Mad Al was their shooter.
Granville finished off his tankard in one swallow. They were lucky to be alive. Denver wasn’t that big; he could have found them easily, and at least one of them would be dead by now. In fact, if it was Mad Al on their trail, they were lucky not to have been killed long before they reached Denver. What was going on?
“Yup, he wandered into the Mule one afternoon.
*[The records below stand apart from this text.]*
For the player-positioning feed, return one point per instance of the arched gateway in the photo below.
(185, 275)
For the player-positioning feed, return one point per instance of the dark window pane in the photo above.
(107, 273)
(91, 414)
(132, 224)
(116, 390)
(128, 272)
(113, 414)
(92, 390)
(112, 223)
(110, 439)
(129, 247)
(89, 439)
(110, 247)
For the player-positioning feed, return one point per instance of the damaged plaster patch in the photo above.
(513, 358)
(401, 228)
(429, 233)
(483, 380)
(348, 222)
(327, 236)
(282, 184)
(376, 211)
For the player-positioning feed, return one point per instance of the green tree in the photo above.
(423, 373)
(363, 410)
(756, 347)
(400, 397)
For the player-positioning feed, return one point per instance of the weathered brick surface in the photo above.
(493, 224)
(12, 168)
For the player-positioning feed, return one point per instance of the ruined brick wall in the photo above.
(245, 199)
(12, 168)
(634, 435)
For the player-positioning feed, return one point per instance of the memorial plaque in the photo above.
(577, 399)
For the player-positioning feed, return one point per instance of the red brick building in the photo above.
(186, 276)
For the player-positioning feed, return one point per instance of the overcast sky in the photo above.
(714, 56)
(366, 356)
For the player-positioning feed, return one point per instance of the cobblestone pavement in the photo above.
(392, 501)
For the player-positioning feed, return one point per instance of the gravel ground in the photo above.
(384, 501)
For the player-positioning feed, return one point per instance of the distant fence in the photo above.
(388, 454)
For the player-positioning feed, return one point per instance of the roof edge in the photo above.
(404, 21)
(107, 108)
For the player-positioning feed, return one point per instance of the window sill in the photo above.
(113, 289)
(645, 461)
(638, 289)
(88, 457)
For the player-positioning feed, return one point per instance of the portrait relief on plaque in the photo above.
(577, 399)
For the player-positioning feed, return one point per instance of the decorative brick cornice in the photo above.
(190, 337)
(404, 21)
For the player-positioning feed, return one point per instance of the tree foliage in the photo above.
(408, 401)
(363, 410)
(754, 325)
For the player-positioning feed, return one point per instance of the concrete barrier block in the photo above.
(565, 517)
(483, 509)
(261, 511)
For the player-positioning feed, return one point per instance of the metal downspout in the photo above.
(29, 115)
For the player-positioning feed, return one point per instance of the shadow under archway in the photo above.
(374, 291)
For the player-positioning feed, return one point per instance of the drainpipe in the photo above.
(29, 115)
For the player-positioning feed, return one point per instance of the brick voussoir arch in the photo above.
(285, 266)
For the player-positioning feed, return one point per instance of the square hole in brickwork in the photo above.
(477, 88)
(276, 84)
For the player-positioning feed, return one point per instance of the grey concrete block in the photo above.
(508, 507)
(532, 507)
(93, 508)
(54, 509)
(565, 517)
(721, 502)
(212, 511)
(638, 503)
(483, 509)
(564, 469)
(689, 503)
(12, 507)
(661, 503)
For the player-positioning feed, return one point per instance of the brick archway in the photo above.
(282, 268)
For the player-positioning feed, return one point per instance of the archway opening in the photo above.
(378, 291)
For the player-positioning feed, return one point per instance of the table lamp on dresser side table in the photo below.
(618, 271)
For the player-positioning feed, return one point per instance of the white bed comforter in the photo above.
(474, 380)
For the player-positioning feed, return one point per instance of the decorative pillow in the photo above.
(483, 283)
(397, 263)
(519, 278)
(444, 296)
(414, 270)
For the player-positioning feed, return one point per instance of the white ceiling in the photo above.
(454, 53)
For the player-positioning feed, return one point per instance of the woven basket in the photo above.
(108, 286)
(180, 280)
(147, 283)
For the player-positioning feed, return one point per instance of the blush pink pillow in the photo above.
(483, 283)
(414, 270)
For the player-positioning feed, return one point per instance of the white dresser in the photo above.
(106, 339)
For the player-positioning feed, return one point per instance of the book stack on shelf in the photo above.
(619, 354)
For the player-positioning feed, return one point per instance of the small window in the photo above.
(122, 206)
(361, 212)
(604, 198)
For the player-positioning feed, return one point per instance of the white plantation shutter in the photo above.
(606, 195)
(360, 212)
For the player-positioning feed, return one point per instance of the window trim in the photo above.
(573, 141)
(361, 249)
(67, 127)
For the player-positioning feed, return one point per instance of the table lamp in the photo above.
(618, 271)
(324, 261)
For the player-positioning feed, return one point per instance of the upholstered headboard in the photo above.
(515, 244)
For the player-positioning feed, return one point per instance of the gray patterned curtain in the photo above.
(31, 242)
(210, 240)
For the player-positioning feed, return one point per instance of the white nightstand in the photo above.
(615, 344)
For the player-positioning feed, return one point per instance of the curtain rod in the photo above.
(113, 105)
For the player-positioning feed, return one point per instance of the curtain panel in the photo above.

Too bad I didn’t know you were lookin’ for him.”
“He say where he was going?”
Berger shrugged. “Seemed like he’d been lookin’ for work, but after he had a couple drinks with us he said he’d be heading north the next day.”
“Back to Seattle?” Scott asked.
Berger looked surprised. “I think he said he was goin’ to Vancouver. But that’s Canada, ain’t it?”
“There’s two,” Scott said. “One in Washington State, one in British Columbia.”
“Ah.” Berger nodded, apparently satisfied.
Which Vancouver would Mad Al be headed for?
If he was their shooter, he’d come from Canada and would likely return there. And Emily was there, looking for Mary Pearson.
Granville felt a sudden unease. Now he thought about it, she hadn’t actually agreed not to investigate further. Was there any possibility she would actually find Mad Al? He couldn’t risk that happening.
“You sure he said Vancouver?”
Berger was nodding. “Yup, cause I asked him about it. He said it was a pretty place but it rained too much.”
That could still be either city. They needed to free little Sarah, deal with these villains, then get back to Vancouver.
Except he wasn’t even seeing Baxter until the following day.
Perhaps he’d stop at the telegraph office and send Emily a wire, urging her to be careful. And hope she wouldn’t simply ignore it.